Fortunately for The Purge, it does come built in with an immensely watchable premise, even if it’s not always sure what to do with it. There’s something about the basic idea of the Purge that helps to keep the show afloat and somewhat compelling, even if you frequently forget the characters’ names and motivations. The series is occasionally enjoyable — and, in first two episodes, better directed than the writing deserves — as it absurdly races along, racking up the body count and including dialogue that never should’ve made it past the first draft. When Miguel asks if Penelope is out purgin’, a cult member gravely replies, “She’s being purged upon” — a line meant to evoke a chill but, in reality, only elicits a laugh. Another character mentions a “purge list,” AKA a bucket list for purge night. I’d recommend a drinking game where you take one sip whenever someone says “purge” but honestly, that’s pretty dangerous. I always joke that there’s a big difference between asking me “Is this show good?” and “Did you like it?” because, frequently, the answers are opposites. That’s a good way to sum up watching the first three episodes of The Purge: It isn’t a good television show, but I had fun watching it.
To its credit, there are a number of great throwaway scenes: an Uber-like driver mentions surge pricing on Purge night (which would make one hell of an episode, if the series knew how to have more fun); a broadcast announcing that a Purger freed all the animals at a zoo (a perfect crime!); a woman who gripes about a bad date by saying, with a remarkably casual tone, “Every time I see him in the elevator, I just want to purge him.” See, one of the keys to making The Purge interesting is by depicting the Purge with total mundanity, something the series only grasps in fits and starts.

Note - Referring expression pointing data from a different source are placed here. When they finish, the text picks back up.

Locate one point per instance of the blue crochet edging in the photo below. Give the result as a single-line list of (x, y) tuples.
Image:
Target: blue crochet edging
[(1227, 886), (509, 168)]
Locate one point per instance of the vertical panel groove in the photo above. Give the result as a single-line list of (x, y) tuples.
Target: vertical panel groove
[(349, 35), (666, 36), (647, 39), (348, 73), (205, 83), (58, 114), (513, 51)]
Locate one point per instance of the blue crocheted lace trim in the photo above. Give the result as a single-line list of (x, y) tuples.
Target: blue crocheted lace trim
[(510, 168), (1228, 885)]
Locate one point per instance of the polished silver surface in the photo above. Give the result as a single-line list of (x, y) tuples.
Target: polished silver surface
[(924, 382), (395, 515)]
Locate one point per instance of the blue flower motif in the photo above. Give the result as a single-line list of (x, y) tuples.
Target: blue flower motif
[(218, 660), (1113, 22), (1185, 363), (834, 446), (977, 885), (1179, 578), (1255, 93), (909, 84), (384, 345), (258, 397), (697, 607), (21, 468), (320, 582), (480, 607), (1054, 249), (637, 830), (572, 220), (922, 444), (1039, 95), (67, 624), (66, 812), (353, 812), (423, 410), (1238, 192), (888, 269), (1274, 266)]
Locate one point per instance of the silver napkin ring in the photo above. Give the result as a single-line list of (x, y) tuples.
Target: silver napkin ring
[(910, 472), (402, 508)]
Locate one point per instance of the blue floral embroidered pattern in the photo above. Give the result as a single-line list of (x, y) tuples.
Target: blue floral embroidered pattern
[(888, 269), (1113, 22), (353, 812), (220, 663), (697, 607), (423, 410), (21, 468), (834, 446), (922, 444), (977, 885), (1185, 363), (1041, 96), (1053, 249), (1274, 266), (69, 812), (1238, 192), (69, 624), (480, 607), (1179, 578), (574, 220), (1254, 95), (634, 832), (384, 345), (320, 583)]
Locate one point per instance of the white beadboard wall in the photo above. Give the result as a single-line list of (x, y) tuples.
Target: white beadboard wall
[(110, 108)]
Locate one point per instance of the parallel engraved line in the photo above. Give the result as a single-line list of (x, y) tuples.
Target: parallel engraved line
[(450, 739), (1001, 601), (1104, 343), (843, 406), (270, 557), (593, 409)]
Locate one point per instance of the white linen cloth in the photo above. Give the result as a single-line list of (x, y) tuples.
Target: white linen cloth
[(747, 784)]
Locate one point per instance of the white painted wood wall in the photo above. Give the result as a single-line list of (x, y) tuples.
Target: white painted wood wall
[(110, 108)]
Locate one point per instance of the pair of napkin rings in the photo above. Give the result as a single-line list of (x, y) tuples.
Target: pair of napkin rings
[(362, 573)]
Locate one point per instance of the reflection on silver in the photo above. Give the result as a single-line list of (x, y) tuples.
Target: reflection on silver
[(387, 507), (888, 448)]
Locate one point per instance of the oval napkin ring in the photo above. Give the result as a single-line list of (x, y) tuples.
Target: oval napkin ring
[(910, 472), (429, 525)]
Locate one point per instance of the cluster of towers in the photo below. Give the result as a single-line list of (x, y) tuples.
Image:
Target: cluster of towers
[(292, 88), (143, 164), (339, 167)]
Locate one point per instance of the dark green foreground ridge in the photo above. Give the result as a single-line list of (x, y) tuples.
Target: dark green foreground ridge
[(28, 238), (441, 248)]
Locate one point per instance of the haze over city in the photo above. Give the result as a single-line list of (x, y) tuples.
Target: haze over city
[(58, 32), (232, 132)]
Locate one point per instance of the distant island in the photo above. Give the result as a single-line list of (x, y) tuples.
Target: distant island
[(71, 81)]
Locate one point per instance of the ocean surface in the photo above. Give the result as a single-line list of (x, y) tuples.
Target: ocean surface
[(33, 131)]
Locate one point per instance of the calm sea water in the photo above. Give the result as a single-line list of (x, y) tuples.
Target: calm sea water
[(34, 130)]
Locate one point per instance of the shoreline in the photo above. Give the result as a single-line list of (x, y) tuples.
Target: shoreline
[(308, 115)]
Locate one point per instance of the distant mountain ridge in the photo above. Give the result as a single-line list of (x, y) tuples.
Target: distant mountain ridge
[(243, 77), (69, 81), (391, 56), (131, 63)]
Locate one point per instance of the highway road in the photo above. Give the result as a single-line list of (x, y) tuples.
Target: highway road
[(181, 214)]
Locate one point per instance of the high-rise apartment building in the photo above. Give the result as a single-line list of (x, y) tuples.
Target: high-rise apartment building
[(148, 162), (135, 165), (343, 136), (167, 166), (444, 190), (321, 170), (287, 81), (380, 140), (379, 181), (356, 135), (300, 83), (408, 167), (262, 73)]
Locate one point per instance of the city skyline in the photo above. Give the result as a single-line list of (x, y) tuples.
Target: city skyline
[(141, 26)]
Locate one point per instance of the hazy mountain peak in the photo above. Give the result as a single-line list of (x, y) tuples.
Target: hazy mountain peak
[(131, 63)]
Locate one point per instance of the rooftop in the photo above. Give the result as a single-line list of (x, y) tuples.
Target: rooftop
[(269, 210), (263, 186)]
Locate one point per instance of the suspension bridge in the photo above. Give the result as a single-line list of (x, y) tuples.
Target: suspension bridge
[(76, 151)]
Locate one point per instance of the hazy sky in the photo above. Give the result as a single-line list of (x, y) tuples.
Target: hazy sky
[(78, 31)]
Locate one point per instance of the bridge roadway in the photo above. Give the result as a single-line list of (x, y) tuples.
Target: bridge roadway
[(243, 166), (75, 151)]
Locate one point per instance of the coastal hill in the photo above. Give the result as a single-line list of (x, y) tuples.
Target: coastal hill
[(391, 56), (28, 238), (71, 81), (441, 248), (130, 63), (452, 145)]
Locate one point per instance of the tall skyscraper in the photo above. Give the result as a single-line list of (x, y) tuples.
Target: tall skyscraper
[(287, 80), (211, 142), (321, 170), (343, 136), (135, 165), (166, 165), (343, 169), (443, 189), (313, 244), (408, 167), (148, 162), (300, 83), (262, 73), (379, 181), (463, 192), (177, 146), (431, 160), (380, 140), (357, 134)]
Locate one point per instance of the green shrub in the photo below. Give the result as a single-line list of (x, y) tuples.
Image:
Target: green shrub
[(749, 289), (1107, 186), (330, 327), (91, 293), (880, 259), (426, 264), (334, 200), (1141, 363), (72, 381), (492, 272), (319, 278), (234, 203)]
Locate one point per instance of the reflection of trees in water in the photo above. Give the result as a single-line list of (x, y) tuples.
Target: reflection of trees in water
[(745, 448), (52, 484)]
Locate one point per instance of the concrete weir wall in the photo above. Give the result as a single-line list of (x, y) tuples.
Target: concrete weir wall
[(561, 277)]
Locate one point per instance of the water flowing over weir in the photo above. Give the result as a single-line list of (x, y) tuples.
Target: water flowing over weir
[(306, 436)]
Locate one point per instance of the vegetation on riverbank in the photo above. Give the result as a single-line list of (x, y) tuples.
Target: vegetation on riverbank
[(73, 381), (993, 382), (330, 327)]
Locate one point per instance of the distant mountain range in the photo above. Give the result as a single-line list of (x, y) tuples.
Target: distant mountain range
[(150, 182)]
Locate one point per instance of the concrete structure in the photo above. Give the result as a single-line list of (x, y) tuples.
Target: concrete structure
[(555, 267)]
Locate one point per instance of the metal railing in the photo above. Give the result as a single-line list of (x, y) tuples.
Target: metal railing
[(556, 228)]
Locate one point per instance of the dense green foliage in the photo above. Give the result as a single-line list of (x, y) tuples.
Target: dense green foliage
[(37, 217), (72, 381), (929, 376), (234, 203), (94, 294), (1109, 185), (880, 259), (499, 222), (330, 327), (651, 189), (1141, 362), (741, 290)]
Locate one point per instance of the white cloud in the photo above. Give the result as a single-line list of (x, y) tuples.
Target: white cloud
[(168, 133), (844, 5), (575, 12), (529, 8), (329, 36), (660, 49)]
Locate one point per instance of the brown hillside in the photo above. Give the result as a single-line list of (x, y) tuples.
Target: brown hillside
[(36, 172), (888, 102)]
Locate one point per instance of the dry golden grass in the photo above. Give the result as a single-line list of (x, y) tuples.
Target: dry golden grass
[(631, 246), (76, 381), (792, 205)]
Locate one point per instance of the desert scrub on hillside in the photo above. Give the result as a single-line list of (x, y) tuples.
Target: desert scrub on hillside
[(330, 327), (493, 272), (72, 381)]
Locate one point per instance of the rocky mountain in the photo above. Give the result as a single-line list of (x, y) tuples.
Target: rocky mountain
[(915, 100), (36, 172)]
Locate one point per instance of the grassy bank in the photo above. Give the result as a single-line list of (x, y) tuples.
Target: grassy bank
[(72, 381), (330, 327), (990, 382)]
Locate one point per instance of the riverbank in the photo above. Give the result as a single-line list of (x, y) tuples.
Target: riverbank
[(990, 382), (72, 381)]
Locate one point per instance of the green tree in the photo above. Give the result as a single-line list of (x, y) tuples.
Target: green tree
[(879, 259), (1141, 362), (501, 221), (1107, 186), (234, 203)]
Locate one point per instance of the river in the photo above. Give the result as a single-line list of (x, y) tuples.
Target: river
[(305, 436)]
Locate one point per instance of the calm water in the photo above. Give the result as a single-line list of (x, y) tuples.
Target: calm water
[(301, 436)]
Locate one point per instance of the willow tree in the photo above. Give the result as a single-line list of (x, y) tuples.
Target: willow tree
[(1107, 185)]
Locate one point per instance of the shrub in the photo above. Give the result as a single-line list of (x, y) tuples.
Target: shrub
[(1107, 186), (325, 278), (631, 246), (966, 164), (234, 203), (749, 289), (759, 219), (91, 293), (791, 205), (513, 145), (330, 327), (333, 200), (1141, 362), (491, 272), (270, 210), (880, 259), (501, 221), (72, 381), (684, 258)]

The problem is that The Purge, even when it drops in these silly moments and (unintentionally) hilarious dialogue, remains deadset on having an overly-serious tone. The series half-heartedly grapples with the idea of wealth and classism (“the rich don’t kill each other”), mentions how other countries don’t need the Purge, touches upon the effects of lingering grief (albeit through a Purge-obsessed cult), and even has some thoughts on the glass ceiling — among others. But it fails to remember one thing: The Purge, both the franchise and the fictional event, is just so incredibly dumb. There are plenty of television shows and movies that do a fantastic job of depicting US politics, or how the rich screw over the poor, or how sometimes you have to make a deal with the devil in order to do something good. The Purge was never going to be thoughtful enough to become one of those series —it’s simply not supposed to be! — and would’ve done far better if it gleefully leaned into its nonsensical side and exhibited a little self-awareness. Often, I find myself watching a television show and wishing it had more intelligent goals; The Purge might be the first time I wanted the opposite.